The preparatory results take a couple of pages, so I only sketch the proof here. First, some definitions.

  1. A metric $d$ is of negative type if the matrix $(d(x_j,x_j)^2)$ is almost negative definite for any finite sequence of points $(x_i)$ in the metric space.
  2. A scalar function $f$ on a vector space is positive definite if the matrix $f(x_i-x_j)$ is positive semidefinite for any finite sequence of points $(x_i)$ in the vector space.

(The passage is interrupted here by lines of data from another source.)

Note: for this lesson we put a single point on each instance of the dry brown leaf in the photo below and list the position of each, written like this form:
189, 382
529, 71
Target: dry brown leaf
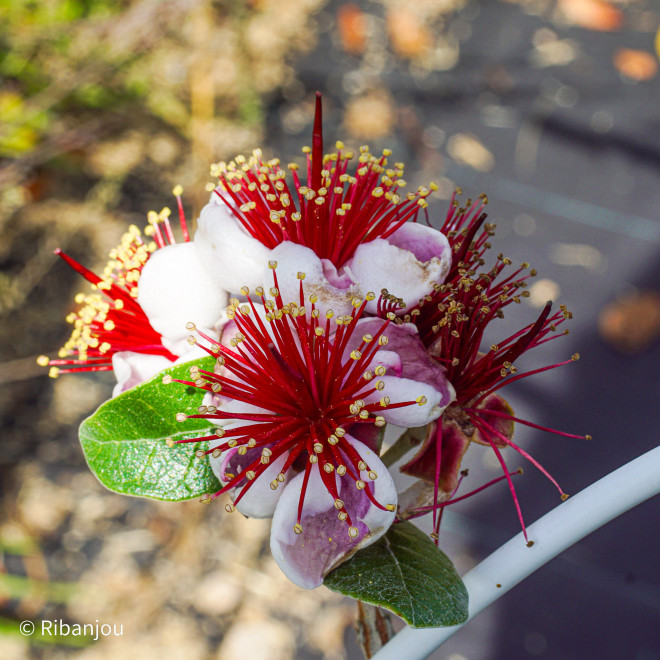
370, 116
408, 35
353, 29
631, 323
635, 64
591, 14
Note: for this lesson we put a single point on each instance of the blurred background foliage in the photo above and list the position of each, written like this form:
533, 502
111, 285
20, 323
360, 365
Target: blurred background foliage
105, 105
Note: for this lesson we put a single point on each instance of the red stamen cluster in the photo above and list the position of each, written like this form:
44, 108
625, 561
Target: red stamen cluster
333, 213
110, 319
453, 319
290, 364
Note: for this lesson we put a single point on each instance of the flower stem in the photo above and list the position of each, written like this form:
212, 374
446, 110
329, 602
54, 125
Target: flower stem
565, 525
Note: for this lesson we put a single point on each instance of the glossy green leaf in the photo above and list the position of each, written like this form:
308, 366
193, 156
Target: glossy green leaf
405, 572
124, 441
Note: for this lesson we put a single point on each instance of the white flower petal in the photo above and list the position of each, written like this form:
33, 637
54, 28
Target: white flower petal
232, 257
324, 543
404, 389
260, 499
334, 290
408, 263
174, 288
133, 368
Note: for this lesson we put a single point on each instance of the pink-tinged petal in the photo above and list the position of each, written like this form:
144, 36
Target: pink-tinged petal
324, 542
433, 399
333, 290
174, 289
134, 368
502, 425
423, 465
408, 263
416, 363
259, 500
231, 256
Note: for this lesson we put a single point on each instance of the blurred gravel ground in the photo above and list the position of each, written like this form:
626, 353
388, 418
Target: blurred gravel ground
549, 107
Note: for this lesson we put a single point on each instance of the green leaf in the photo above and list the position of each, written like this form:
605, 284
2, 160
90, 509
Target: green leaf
405, 572
124, 441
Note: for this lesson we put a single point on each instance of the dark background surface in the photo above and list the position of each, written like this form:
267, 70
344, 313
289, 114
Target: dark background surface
581, 187
573, 187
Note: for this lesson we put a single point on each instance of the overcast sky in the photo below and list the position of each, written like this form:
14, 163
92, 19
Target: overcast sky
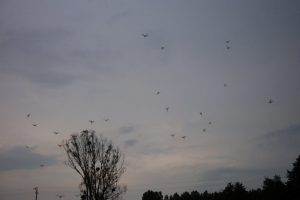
70, 61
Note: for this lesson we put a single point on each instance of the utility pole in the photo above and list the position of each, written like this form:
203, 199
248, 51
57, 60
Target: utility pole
36, 191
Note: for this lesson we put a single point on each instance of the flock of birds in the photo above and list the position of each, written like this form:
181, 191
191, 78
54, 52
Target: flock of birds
167, 109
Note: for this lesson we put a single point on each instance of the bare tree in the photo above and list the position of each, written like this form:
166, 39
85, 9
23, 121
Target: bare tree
99, 163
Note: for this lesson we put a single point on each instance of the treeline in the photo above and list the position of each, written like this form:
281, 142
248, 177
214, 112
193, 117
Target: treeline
272, 189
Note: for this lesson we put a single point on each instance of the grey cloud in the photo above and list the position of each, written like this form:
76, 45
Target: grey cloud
287, 137
292, 130
233, 174
130, 143
127, 129
23, 158
36, 55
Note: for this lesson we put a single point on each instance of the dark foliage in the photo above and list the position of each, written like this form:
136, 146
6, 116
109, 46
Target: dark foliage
272, 189
98, 162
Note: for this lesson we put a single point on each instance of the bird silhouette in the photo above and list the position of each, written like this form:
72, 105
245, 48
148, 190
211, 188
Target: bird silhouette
60, 196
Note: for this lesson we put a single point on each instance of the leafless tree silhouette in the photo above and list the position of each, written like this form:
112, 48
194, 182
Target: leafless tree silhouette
99, 163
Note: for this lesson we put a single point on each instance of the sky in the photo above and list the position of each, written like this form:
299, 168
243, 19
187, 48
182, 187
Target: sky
70, 61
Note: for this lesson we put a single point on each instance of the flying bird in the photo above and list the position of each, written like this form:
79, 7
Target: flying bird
270, 101
60, 196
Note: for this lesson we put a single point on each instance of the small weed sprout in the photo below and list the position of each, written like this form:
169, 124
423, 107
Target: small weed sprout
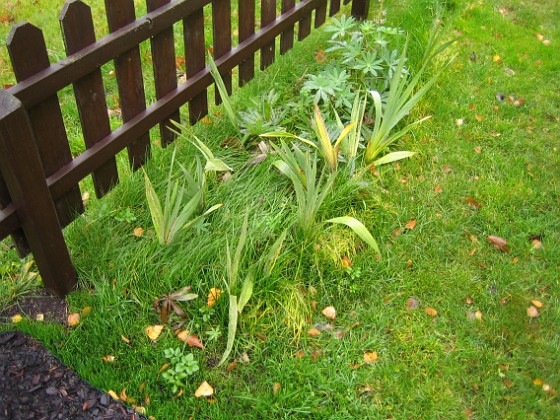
181, 366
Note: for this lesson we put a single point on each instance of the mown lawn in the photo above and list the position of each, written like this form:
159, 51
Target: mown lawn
448, 312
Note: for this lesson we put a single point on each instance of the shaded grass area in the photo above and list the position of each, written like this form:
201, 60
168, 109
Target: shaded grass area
503, 156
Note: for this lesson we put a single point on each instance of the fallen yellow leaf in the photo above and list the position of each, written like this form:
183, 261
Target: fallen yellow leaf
346, 262
370, 357
431, 311
411, 224
113, 394
73, 319
537, 303
153, 331
532, 312
329, 312
213, 296
313, 332
204, 390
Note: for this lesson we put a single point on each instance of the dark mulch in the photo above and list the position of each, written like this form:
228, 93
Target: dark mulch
36, 385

Bochner's theorem characterizes positive definite functions on $\mathbb{R}^n$ as Fourier transforms of positive measures. In particular, the Gaussian $f(x)=\exp(-\lambda^2 \|x\|^2)$ is positive definite on a Hilbert space, being the Fourier transform of another Gaussian.

A connection between negative type and positive definiteness is as follows: $d$ is of negative type iff for every $\lambda>0$ the matrix $(\exp(-\lambda d(x_j,x_j))$ is positive semidefinite for any finite sequence of points $(x_i)$ in the metric space. Both of these are also equivalent to being isometrically embeddable into a Hilbert space.

Finally, the identity $$ |t|^{2\alpha} =c_\alpha \int_0^\infty (1-\exp(-\lambda^2 t^2))\lambda^{-1-2\alpha}\,d\lambda $$ is used to show that the matrix $(d(x_j,x_j)^{2\alpha} )$ is almost negative definite, provided that $d$ is of negative type. A key point is that the property of being almost negative definite is preserved under addition.